Muscle Shoals Sound Studio, Muscle Shoals, Alabama

If you’ve ever dreamed of sitting at Paul Simon’s piano or lounging on the Rolling Stones’ couch, here's your chance. The Muscle Shoals Sound Studio has officially reopened for tours. The studio was originally started by The Swampers after leaving FAME Studios, and the unmistakable sound they brought with them to the new studio pulled in major acts—from Paul Simon and the Stones to Bob Seger and even Cher, who featured the studio’s exterior on one of her album covers. In addition to tours of the historic space, it will soon begin to welcome recording musicians for new sessions.

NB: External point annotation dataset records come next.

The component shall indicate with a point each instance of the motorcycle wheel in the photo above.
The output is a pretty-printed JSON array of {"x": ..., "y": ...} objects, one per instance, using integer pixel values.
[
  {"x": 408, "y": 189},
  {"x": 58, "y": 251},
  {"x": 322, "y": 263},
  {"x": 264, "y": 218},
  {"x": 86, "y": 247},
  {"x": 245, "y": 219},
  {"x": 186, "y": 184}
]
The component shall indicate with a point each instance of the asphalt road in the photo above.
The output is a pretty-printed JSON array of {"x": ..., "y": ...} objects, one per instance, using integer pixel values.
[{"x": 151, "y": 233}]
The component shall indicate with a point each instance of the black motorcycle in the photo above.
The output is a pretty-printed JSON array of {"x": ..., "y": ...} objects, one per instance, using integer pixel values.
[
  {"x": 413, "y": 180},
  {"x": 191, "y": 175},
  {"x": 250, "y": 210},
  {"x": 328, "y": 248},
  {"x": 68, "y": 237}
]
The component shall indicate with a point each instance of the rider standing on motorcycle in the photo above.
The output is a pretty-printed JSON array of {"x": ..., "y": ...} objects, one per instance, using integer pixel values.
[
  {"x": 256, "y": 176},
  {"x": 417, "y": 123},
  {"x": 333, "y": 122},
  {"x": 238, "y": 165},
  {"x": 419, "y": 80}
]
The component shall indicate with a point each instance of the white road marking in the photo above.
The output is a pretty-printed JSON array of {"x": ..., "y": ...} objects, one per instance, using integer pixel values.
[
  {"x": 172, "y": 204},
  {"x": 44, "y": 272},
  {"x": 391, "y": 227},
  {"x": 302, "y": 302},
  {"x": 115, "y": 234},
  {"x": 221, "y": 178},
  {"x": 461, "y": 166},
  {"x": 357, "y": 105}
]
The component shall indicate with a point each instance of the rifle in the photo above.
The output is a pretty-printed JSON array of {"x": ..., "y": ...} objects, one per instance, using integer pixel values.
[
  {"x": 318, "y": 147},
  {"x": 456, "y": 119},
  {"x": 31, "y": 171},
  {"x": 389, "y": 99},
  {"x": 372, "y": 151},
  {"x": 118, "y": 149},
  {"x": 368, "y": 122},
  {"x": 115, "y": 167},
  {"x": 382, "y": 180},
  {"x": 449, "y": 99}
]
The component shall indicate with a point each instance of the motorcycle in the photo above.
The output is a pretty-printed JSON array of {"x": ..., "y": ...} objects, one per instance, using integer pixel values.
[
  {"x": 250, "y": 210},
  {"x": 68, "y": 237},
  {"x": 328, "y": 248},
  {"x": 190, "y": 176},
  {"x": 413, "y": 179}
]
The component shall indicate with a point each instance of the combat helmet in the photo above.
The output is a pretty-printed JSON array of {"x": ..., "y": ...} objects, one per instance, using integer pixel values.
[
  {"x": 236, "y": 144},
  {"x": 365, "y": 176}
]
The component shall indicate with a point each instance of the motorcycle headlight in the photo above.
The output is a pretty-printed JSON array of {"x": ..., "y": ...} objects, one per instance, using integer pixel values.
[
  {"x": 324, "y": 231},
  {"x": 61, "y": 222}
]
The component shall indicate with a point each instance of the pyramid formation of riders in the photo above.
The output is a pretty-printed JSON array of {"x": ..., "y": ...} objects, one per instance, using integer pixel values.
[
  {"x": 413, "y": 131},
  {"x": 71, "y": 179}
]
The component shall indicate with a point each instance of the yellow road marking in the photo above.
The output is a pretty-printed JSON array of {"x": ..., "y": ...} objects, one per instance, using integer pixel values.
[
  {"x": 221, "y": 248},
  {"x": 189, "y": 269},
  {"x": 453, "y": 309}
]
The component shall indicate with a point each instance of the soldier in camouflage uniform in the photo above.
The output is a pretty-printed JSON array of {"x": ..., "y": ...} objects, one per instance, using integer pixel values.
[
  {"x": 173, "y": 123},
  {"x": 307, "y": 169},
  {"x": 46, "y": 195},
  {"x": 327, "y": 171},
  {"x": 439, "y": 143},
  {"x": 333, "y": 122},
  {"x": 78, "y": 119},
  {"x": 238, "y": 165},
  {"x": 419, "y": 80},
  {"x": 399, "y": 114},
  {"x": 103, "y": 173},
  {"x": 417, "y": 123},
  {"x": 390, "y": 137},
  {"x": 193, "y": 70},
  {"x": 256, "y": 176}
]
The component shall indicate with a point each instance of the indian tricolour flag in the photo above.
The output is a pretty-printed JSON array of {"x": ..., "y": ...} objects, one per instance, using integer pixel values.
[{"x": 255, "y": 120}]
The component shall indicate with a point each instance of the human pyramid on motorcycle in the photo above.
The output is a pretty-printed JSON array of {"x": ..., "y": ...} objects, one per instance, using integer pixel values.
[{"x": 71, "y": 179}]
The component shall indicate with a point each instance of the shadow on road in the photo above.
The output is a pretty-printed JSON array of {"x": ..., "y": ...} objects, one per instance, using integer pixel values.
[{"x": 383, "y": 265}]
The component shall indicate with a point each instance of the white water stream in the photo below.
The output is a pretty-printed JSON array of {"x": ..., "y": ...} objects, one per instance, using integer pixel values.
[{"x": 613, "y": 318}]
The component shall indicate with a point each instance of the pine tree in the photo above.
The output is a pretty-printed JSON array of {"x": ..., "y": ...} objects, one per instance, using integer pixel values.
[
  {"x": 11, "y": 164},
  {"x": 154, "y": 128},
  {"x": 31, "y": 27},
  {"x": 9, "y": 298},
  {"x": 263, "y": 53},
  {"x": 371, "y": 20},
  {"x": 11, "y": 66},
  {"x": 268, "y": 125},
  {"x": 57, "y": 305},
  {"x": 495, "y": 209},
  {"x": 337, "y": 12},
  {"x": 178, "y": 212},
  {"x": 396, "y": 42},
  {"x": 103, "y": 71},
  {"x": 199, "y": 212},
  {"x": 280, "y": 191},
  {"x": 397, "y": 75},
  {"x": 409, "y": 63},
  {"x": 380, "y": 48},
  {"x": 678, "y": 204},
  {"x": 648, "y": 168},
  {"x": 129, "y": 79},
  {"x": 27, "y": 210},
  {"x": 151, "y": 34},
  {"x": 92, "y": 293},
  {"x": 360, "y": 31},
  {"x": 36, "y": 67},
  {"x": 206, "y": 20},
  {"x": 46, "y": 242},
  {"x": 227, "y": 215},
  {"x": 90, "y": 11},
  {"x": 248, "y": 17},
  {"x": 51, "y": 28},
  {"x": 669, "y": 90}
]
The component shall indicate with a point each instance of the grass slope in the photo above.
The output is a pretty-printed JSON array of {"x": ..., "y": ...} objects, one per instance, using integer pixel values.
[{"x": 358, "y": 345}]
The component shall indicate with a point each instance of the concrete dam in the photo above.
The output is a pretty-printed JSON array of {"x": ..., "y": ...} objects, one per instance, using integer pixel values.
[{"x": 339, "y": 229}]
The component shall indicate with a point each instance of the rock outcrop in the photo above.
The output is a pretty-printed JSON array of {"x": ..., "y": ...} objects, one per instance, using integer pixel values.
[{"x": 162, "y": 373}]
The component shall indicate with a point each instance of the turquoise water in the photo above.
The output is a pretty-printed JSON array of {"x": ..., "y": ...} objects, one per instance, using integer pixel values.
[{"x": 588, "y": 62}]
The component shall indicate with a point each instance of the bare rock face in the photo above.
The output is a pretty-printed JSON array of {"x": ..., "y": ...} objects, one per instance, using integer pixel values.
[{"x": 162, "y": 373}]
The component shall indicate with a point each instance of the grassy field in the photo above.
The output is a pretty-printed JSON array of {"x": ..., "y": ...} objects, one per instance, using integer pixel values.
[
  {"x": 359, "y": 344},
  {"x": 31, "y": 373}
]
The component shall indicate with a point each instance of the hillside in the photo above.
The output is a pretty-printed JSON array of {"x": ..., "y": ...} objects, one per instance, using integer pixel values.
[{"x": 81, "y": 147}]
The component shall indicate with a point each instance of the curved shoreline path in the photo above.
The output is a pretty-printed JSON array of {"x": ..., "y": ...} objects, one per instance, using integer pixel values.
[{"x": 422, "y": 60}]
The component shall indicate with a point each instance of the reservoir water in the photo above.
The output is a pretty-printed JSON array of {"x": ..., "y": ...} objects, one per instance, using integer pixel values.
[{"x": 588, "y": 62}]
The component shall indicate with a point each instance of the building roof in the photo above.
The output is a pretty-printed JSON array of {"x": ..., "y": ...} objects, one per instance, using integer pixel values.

Preservation Hall, New Orleans, Lousiana

Technically, this one isn’t a studio—but one could argue it's every bit as important to the history of Americana music as all the rest. Preservation Hall debuted in 1961 with a mission to protect the New Orleans jazz tradition. By the time it opened, all the historic jazz clubs in New Orleans had been demolished (or, as in the case of the great Cosimo Matassa’s J&M Music Shop—the first studio home to musical greats Fats Domino, Ray Charles, Jerry Lee Lewis, and Little Richard—converted into a laundromat). Today, visitors to Preservation Hall can take in daily live shows that throw back to that traditional New Orleans jazz sound.